What: Shares of AFC Enterprises (PLKI) were looking undercooked today, falling as much as 11% after the company posted underwhelming guidance in its quarterly report.

So what: The parent of the Popeye's fast-food restaurant chain actually beat estimates in the previous quarter. Earnings per share came in at $0.38, above expectations of $0.32, and revenue surged 26.7% to $49.3 million, topping the consensus at $46 million. Same-store sales grew robustly at 5.1%, and the company seems to be hitting on all points of its strategic plan, but investors were scared off by weaker-than-expected guidance. AFC actually bumped up the lower end of its full-year earnings-per-share guidance to $1.39 from $1.37, now calling for a range of $1.39-$1.42, but lowered its fourth-quarter same-store sales range to 3.5%-4%. Analysts had been expecting an EPS of $1.44.
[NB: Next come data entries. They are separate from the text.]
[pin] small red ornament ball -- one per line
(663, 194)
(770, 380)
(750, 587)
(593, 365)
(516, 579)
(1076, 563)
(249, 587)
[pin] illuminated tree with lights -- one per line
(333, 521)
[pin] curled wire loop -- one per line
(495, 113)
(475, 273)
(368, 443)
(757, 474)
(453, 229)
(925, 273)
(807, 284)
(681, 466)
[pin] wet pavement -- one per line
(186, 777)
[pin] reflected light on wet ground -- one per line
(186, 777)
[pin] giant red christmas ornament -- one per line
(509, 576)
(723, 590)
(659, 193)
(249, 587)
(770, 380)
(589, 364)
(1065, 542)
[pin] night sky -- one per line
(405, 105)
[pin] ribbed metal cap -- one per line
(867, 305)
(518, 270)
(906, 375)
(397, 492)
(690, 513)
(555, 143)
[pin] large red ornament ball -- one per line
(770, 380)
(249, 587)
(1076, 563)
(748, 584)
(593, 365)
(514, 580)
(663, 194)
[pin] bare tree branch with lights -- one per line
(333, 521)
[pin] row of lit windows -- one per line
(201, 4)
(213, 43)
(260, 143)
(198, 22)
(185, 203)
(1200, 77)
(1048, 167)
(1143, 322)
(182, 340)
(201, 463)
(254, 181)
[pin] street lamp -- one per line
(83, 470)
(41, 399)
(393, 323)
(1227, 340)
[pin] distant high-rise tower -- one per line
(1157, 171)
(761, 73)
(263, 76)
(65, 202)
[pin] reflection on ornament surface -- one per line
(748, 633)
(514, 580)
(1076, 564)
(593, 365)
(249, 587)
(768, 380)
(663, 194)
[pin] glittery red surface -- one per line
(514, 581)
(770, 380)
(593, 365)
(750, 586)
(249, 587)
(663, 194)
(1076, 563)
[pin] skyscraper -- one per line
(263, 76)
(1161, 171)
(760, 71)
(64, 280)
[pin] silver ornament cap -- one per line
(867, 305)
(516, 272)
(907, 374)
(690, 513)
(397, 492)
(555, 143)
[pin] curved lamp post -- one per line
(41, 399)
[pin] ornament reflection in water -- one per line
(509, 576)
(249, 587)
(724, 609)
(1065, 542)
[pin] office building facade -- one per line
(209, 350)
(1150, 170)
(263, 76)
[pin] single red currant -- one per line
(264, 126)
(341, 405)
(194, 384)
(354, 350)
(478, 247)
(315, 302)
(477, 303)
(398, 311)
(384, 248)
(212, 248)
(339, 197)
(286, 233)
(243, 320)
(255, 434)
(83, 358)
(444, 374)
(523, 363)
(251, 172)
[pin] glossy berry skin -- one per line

Now what: This seems to be a typical Wall Street reaction, overvaluing guidance and ignoring a strong quarter, especially when many companies tend to provide conservative outlooks. Considering shares have nearly doubled this year, though, perhaps it's not surprising to see a pullback. AFC has beat earnings estimates in three of its four last quarters, so don't be surprised to see it do the same in Q4. Long-term, Popeye's has promised to deliver long-term EPS growth of 13%-15%, a level it's having no trouble achieving currently. Shares aren't cheap, but after one or two more drops like this, I'd be willing to take a bite.